Older American adults are sicker than those in 10 other countries, with nearly seven in 10 dealing with at least two chronic conditions, according to an international survey published in Health Affairs.
Researchers from the Commonwealth Fund, surveyed 15,617 adults 65 and older in the U.S., Canada, France, Australia, Germany, New Zealand, Norway, Sweden, Switzerland, the United Kingdom and the Netherlands.

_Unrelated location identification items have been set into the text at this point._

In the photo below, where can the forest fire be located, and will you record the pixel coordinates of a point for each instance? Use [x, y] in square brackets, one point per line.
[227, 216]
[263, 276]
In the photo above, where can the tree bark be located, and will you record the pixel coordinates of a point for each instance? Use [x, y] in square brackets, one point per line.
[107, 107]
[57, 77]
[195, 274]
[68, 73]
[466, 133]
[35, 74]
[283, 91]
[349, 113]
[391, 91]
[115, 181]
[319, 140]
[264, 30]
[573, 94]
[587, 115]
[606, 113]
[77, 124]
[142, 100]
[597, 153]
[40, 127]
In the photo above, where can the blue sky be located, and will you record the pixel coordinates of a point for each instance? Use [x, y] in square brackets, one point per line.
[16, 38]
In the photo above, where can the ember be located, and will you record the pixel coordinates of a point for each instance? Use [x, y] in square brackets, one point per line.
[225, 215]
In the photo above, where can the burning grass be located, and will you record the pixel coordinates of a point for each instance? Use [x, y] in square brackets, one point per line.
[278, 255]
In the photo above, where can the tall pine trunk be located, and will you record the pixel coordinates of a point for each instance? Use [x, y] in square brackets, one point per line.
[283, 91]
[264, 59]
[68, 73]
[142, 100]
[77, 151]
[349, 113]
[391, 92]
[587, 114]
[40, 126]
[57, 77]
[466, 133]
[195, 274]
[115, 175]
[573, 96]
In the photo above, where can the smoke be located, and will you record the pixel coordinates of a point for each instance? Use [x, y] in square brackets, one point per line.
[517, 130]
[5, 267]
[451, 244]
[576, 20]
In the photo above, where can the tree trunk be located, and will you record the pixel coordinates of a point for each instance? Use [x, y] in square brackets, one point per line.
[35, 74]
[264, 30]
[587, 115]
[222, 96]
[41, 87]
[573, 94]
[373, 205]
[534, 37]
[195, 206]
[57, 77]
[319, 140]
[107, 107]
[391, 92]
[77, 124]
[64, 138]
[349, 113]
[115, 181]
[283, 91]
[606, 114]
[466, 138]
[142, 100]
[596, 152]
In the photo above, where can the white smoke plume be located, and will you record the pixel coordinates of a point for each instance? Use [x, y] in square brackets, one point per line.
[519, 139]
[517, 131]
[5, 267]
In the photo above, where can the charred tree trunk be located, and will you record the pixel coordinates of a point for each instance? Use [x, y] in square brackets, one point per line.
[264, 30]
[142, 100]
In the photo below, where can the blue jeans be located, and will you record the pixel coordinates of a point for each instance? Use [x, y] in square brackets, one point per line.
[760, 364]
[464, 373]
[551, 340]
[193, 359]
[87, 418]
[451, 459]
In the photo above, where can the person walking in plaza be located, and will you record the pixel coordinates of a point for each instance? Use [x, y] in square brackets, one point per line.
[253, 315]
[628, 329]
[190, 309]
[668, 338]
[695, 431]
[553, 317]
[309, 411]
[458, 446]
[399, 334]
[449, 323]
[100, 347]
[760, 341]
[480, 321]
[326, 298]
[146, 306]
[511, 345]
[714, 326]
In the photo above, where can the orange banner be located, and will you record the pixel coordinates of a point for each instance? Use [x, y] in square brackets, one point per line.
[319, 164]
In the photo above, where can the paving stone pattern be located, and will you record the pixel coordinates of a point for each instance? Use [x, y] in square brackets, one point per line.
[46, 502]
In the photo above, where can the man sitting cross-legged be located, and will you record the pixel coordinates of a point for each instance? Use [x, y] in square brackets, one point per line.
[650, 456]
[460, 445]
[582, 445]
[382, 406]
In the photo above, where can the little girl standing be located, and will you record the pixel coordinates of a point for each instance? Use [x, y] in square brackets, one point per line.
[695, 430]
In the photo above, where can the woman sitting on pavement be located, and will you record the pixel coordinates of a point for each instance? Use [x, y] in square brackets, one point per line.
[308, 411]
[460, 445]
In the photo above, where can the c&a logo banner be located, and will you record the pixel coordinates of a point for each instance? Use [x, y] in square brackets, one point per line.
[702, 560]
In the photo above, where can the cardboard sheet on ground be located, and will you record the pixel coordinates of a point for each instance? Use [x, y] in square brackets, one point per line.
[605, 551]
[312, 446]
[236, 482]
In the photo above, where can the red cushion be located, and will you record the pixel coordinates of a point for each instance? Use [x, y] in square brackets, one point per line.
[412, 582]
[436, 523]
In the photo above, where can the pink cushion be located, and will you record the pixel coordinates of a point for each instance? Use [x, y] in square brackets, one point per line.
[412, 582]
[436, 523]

In addition to finding that 68 percent of American respondents live with two or more chronic conditions, researchers found that a small majority--53 percent--take at least four medications, although at 83 percent, Americans also had one of the highest rates of respondents who said they could carry out their treatment plans in their daily lives.
They further found that:
Only 57 percent of U.S. respondents could get same-day or next-day appointments for illness, which put the U.S. below France and New Zealand's 83 percent and Germany's 81 percent, but above Canada's 45 percent
Americans scored better on the availability of specialty care appointments, with 86 percent saying they waited fewer than four weeks, putting them ahead of all surveyed countries except Switzerland
At 23 percent, U.S. respondents were most likely to say test results or records were unavailable at appointments or that their doctor had ordered duplicate tests, but at 28 percent, they were among the least likely to have gaps in their plans after being discharged from the hospital
In half of all countries surveyed, at least 20 percent of chronically ill adults were themselves in a caregiver position
As almost all U.S. respondents were covered by either Medicare or some other form of insurance, researchers were able "to compare more directly the performance of the U.S. healthcare delivery system with...other industrialized nations," according to the survey. A June report from the Commonwealth Fund found healthcare in the U.S. was the most expensive of 11 Western industrialized nations, but last in outcomes quality, FierceHealthcare previously reported.